Compilation album by Super Furry Animals
- Released: 1998
- Recorded: 1993–1998
- Genre: Indie rock Britpop Psychedelic rock
- Label: Creation
- Producer: Gorwel Owen and Super Furry Animals

Super Furry Animals chronology
| Ice Hockey Hair EP (1998) | Out Spaced (1998) | Guerrilla (1999) |

Alternative cover
- Special edition rubber nipple cover

= Out Spaced =

Out Spaced is a 1998 B-sides and early releases album by the Super Furry Animals. First editions of the album were in rubber case shaped like a nipple.

The first track is notable for containing a sweary sample and still being released as a single; BBC Radio's attempt at censoring the track resulted in the last minute or two of the song being almost one long silence. The last track, "Blerwytirhwng" (Welsh for "Where are You Between?") is also notable in that it contains a more than five-minute-long outro of looped sci-fi noises.
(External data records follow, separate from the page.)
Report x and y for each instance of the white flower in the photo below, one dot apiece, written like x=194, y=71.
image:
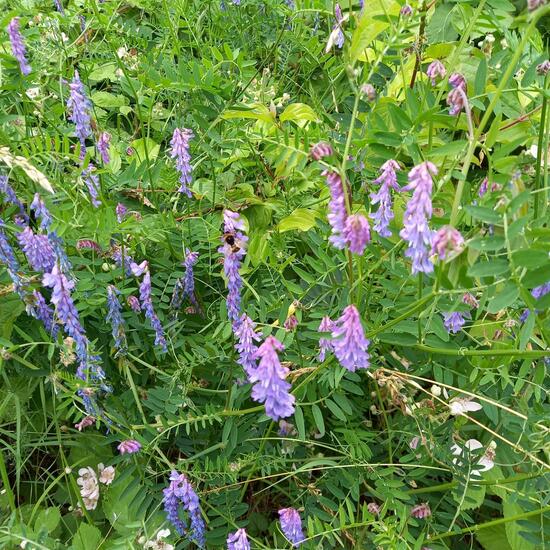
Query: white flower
x=106, y=475
x=485, y=463
x=461, y=405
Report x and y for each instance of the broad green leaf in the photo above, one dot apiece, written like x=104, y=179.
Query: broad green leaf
x=256, y=111
x=504, y=298
x=302, y=219
x=298, y=112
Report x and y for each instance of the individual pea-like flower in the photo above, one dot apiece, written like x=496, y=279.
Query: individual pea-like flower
x=435, y=70
x=79, y=108
x=357, y=233
x=233, y=249
x=180, y=491
x=321, y=150
x=470, y=300
x=103, y=146
x=114, y=317
x=18, y=46
x=89, y=487
x=43, y=312
x=147, y=305
x=84, y=423
x=417, y=215
x=421, y=511
x=337, y=212
x=349, y=342
x=453, y=321
x=461, y=405
x=246, y=348
x=325, y=344
x=180, y=152
x=457, y=98
x=387, y=181
x=129, y=446
x=91, y=180
x=447, y=239
x=270, y=386
x=238, y=540
x=106, y=474
x=120, y=212
x=484, y=463
x=291, y=525
x=185, y=287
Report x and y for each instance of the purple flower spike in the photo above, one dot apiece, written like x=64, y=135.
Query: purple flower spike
x=130, y=446
x=43, y=312
x=41, y=212
x=180, y=491
x=357, y=233
x=453, y=321
x=247, y=335
x=270, y=386
x=79, y=109
x=180, y=152
x=419, y=211
x=18, y=46
x=233, y=248
x=325, y=344
x=103, y=146
x=37, y=249
x=147, y=305
x=436, y=70
x=349, y=342
x=185, y=287
x=238, y=540
x=114, y=317
x=291, y=525
x=321, y=150
x=92, y=183
x=337, y=212
x=120, y=212
x=387, y=181
x=447, y=239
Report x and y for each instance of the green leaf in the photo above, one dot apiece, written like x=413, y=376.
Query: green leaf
x=504, y=298
x=87, y=537
x=492, y=267
x=302, y=219
x=318, y=418
x=298, y=112
x=493, y=538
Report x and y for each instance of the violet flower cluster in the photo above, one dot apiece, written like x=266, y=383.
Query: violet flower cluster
x=185, y=287
x=79, y=112
x=238, y=540
x=147, y=305
x=246, y=348
x=417, y=215
x=18, y=46
x=349, y=343
x=291, y=526
x=180, y=152
x=180, y=492
x=269, y=384
x=103, y=146
x=387, y=181
x=233, y=249
x=114, y=317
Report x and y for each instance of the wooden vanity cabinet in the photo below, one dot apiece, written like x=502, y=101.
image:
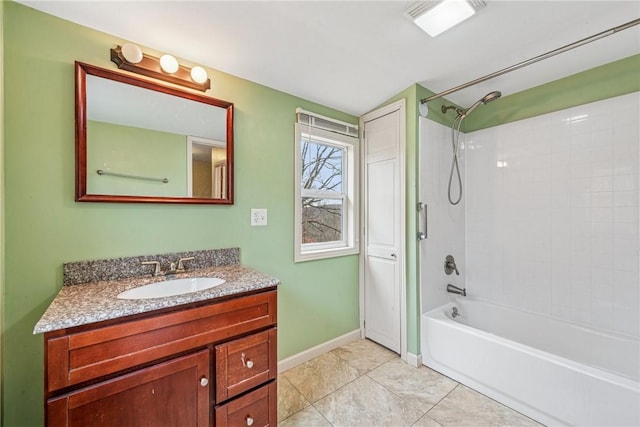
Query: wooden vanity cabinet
x=210, y=365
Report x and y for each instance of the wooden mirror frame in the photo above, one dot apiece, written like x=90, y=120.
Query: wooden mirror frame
x=81, y=72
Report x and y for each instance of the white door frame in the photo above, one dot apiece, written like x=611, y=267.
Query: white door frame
x=388, y=109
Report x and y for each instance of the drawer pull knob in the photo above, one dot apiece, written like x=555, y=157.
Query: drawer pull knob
x=246, y=363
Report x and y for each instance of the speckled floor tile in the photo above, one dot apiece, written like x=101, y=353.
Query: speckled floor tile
x=290, y=400
x=422, y=387
x=364, y=355
x=321, y=376
x=364, y=402
x=427, y=421
x=309, y=417
x=464, y=407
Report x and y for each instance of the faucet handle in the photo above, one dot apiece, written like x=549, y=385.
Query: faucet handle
x=450, y=265
x=181, y=261
x=156, y=270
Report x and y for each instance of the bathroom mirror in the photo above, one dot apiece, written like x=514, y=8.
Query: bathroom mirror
x=138, y=140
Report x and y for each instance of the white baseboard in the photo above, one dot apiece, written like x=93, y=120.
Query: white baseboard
x=320, y=349
x=414, y=360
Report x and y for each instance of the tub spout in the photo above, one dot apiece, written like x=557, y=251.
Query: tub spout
x=452, y=289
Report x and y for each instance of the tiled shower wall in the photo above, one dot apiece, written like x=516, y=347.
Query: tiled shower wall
x=446, y=223
x=552, y=214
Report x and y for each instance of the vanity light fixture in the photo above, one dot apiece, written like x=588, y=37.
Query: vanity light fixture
x=132, y=53
x=436, y=17
x=169, y=64
x=199, y=74
x=129, y=57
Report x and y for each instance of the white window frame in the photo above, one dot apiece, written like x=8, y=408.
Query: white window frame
x=349, y=244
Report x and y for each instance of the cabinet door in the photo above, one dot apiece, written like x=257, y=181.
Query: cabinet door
x=173, y=393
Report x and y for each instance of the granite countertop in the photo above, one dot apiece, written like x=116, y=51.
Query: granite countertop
x=82, y=304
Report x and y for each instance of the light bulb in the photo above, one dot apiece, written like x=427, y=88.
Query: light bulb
x=131, y=53
x=169, y=64
x=198, y=74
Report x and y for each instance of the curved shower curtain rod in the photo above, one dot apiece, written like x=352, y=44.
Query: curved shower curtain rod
x=535, y=59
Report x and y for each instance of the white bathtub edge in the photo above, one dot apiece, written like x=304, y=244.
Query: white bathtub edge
x=494, y=394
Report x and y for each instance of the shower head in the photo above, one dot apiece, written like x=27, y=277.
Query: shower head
x=491, y=96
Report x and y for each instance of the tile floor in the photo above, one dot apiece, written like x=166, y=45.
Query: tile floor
x=364, y=384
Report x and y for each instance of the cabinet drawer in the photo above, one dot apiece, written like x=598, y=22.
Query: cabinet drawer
x=257, y=409
x=76, y=357
x=245, y=363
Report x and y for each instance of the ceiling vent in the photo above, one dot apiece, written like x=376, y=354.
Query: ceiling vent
x=435, y=17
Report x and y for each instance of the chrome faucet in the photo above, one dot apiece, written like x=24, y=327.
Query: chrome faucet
x=173, y=267
x=156, y=270
x=181, y=262
x=450, y=265
x=453, y=289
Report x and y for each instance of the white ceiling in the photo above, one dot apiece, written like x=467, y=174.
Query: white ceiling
x=354, y=55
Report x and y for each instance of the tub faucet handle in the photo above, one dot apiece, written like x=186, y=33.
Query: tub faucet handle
x=450, y=265
x=453, y=289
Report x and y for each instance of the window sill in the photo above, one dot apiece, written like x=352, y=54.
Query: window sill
x=325, y=253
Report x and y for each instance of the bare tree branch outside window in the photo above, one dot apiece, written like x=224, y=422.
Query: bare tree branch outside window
x=322, y=171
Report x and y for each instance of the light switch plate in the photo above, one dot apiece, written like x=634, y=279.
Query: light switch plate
x=258, y=217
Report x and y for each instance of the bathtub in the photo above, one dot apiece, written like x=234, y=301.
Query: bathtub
x=552, y=371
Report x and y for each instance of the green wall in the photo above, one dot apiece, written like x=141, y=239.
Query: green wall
x=1, y=197
x=318, y=300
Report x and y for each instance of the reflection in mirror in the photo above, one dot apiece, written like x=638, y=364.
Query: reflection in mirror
x=139, y=141
x=206, y=168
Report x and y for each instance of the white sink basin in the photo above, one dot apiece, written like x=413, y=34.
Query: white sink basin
x=170, y=288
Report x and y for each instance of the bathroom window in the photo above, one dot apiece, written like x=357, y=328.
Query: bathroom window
x=326, y=189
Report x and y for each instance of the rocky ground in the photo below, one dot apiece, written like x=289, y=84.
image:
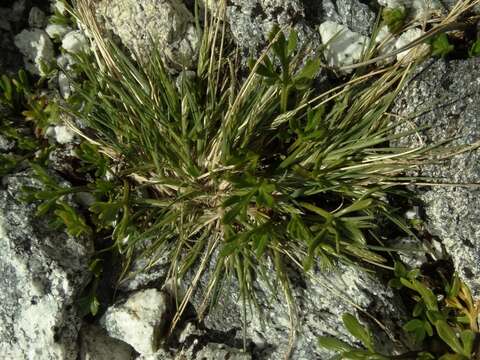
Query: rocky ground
x=45, y=271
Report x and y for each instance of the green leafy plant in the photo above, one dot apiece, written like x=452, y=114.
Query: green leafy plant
x=394, y=18
x=444, y=323
x=241, y=173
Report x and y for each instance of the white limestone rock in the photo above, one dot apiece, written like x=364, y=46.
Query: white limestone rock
x=343, y=46
x=75, y=41
x=168, y=22
x=63, y=135
x=43, y=273
x=36, y=47
x=95, y=344
x=406, y=38
x=139, y=321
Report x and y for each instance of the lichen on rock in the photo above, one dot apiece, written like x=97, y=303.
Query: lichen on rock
x=168, y=23
x=43, y=273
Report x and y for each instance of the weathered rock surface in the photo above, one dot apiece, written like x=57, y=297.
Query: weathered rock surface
x=95, y=344
x=447, y=97
x=168, y=22
x=139, y=321
x=354, y=14
x=10, y=16
x=251, y=21
x=43, y=272
x=36, y=47
x=321, y=301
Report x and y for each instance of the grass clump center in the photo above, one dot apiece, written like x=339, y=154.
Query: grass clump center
x=239, y=174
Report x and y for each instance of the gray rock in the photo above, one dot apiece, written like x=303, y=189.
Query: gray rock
x=251, y=21
x=321, y=301
x=95, y=344
x=219, y=352
x=36, y=47
x=209, y=351
x=43, y=273
x=354, y=14
x=139, y=321
x=168, y=22
x=446, y=95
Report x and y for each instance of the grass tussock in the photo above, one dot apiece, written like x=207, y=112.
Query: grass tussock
x=240, y=170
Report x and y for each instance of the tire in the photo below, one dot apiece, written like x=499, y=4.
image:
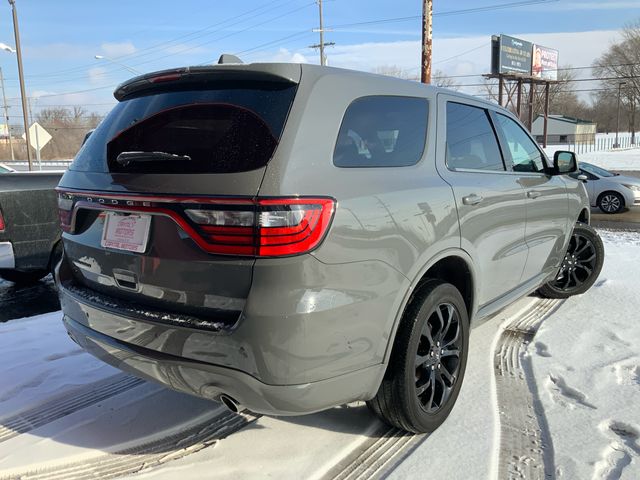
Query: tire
x=580, y=267
x=610, y=202
x=418, y=397
x=23, y=278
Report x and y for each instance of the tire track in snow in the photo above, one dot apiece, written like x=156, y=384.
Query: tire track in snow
x=65, y=404
x=377, y=456
x=525, y=449
x=145, y=456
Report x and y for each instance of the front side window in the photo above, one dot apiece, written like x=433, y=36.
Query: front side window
x=525, y=155
x=471, y=141
x=596, y=171
x=382, y=131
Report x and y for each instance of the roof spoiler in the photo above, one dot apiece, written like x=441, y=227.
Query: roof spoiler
x=228, y=58
x=185, y=77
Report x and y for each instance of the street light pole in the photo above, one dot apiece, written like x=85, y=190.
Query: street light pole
x=617, y=145
x=6, y=115
x=23, y=93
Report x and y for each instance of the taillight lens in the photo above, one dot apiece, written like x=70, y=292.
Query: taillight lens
x=292, y=226
x=272, y=227
x=268, y=227
x=65, y=209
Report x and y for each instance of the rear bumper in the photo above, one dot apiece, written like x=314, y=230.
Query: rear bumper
x=299, y=346
x=211, y=381
x=7, y=257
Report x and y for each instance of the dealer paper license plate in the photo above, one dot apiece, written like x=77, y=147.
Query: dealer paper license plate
x=126, y=232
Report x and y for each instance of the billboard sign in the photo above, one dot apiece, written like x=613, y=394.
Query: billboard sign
x=514, y=56
x=544, y=63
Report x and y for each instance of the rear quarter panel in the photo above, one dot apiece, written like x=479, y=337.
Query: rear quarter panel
x=393, y=220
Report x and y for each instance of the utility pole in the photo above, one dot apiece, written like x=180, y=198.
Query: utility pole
x=322, y=57
x=6, y=115
x=617, y=145
x=321, y=30
x=427, y=33
x=23, y=93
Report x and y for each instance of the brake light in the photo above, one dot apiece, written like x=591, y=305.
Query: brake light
x=65, y=210
x=272, y=227
x=267, y=227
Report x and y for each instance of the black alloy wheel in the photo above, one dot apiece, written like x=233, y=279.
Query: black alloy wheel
x=427, y=364
x=438, y=357
x=580, y=267
x=611, y=202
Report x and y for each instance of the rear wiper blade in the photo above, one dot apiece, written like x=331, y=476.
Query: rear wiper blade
x=126, y=158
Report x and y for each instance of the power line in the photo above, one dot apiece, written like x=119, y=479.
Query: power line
x=486, y=8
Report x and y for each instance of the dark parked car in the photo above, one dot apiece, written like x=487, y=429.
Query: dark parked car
x=29, y=225
x=290, y=237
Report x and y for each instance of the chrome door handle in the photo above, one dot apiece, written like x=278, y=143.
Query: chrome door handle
x=533, y=194
x=472, y=199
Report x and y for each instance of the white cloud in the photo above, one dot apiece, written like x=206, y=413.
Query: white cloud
x=118, y=49
x=456, y=56
x=64, y=51
x=97, y=75
x=186, y=49
x=282, y=55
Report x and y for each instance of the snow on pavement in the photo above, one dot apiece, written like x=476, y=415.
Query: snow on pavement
x=586, y=364
x=586, y=360
x=624, y=159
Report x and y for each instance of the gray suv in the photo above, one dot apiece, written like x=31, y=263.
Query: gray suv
x=287, y=238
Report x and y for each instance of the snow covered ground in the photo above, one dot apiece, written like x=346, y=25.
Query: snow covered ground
x=65, y=414
x=628, y=159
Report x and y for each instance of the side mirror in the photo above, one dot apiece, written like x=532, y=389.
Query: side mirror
x=565, y=162
x=86, y=137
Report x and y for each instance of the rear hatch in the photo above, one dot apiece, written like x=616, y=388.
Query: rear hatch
x=158, y=205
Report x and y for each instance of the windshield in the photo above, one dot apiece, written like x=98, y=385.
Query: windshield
x=600, y=172
x=226, y=130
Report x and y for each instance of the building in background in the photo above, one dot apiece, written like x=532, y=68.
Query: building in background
x=564, y=130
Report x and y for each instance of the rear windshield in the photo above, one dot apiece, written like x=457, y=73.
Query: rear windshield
x=197, y=131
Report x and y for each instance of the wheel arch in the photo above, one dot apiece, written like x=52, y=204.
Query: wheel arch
x=608, y=192
x=453, y=266
x=584, y=216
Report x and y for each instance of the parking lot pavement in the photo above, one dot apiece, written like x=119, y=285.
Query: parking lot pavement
x=26, y=301
x=627, y=220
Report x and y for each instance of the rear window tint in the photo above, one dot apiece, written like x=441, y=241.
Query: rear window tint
x=212, y=131
x=471, y=141
x=382, y=131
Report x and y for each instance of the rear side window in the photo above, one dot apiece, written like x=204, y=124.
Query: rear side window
x=471, y=141
x=197, y=131
x=382, y=131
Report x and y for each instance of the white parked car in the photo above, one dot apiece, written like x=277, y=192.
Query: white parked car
x=610, y=192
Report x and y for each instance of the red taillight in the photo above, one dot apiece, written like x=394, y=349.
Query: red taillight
x=250, y=227
x=273, y=227
x=65, y=209
x=292, y=226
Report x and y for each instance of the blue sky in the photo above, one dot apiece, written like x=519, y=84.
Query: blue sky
x=60, y=39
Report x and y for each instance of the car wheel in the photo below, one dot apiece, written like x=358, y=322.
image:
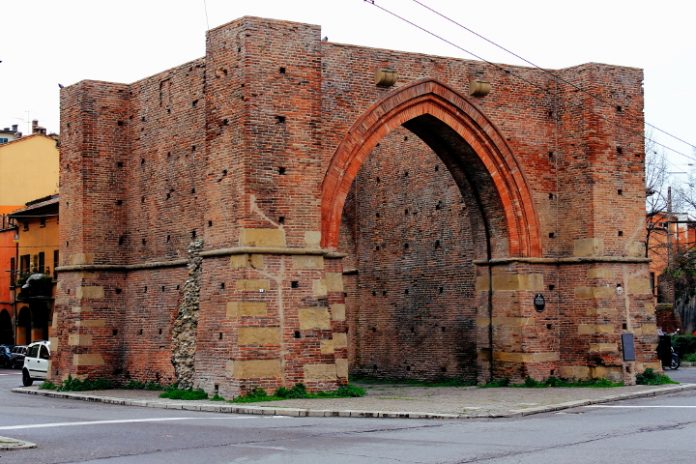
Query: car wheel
x=26, y=378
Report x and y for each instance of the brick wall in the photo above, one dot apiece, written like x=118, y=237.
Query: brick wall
x=255, y=149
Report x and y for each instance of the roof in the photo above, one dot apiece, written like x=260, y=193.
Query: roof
x=53, y=137
x=42, y=207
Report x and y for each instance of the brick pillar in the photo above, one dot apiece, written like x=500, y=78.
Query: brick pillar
x=87, y=327
x=524, y=339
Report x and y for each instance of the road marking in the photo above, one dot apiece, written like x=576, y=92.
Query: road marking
x=664, y=406
x=111, y=422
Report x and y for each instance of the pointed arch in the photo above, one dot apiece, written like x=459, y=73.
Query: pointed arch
x=429, y=97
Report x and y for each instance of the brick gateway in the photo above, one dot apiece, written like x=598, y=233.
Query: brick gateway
x=268, y=215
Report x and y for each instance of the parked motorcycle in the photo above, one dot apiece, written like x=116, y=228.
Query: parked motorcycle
x=665, y=351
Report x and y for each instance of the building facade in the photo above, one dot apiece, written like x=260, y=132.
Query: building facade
x=286, y=210
x=28, y=170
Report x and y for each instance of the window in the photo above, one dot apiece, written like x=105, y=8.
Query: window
x=24, y=263
x=32, y=351
x=55, y=263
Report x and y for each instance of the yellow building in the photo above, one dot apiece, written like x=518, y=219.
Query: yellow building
x=28, y=170
x=37, y=257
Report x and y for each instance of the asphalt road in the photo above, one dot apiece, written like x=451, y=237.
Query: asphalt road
x=66, y=431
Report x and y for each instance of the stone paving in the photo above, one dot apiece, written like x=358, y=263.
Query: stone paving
x=394, y=401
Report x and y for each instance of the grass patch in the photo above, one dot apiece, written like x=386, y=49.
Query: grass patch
x=650, y=377
x=497, y=383
x=137, y=385
x=299, y=391
x=189, y=394
x=413, y=382
x=73, y=384
x=554, y=382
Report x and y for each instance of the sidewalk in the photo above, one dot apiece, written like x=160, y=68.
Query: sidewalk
x=393, y=401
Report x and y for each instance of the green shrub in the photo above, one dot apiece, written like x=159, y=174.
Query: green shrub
x=189, y=394
x=443, y=382
x=554, y=382
x=48, y=385
x=497, y=383
x=73, y=384
x=684, y=344
x=137, y=385
x=299, y=391
x=650, y=377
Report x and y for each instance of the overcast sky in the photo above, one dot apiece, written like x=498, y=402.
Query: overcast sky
x=46, y=42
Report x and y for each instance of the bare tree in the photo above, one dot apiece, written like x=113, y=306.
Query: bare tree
x=658, y=201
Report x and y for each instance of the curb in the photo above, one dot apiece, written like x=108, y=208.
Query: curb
x=8, y=444
x=303, y=412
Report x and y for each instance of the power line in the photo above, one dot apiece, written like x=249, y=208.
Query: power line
x=205, y=9
x=507, y=71
x=554, y=75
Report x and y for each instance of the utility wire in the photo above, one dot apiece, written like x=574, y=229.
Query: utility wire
x=507, y=71
x=556, y=76
x=205, y=9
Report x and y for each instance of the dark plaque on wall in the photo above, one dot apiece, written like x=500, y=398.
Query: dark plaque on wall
x=539, y=302
x=629, y=348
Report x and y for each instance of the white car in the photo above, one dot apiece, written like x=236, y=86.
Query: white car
x=36, y=362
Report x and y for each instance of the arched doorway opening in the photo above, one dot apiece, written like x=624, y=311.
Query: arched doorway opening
x=6, y=332
x=24, y=326
x=422, y=187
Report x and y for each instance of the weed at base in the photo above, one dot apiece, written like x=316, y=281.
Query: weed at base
x=650, y=377
x=137, y=385
x=554, y=382
x=299, y=391
x=73, y=384
x=189, y=394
According to Gruff Rhys the band "had to painfully omit some songs to compile Out Spaced as an album in its own right".

Professional ratings
Review scores
| Source | Rating |
| Allmusic | Star |
| NME | (7/10) |
| Pitchfork Media | (8.0/10) |

==Track listing==

All songs by Super Furry Animals.

1. - "The Man Don't Give a Fuck"
  - Previously released on The Man Don't Give a Fuck single (1996)
2. "Dim Brys dim Chwys"
  - Previously released on the Ankst compilation album Triskedekaphilia (1995)
3. "Smokin'"
  - Previously released on the Ice Hockey Hair E.P. (1998)
4. "Dim Bendith"
  - Previously released on the God! Show Me Magic single (1996)
5. "Arnofio/Glô in the dark"
  - Previously released on the Something 4 the Weekend single (1996)
6. "Guacamole"
  - Previously released on the If You Don't Want Me to Destroy You single (1996)
7. "Don't Be a Fool Billy"
  - Previously released on the Hometown Unicorn single (1996)
8. "Focus Pocus/Debiel"
  - Previously released on the Moog Droog E.P. (1995)
9. "Fix Idris"
  - Previously released on the Llanfairpwllgwyngyllgogerychwyrndrobwllllantysiliogogogoch (In Space) E.P. (1995)
10. "Pam V"
  - Previously released on the Moog Droog E.P. (1995)
11. "Pass the Time"
  - Previously released on the Play It Cool single (1997)
12. "Carry the Can"
  - Previously released on the Demons single (1997)
13. "Blerwytirhwng"
  - Previously released on the Llanfairpwllgwyngyllgogerychwyrndrobwllllantysiliogogogoch (In Space) E.P. (1995)

The CD release contains an instrumental song which was known for many years as "Spaced Out" in the pregap before "The Man Don't Give a Fuck". This song was finally named as "Bulletproof" on the 2026 compilation album Precreation Percolation.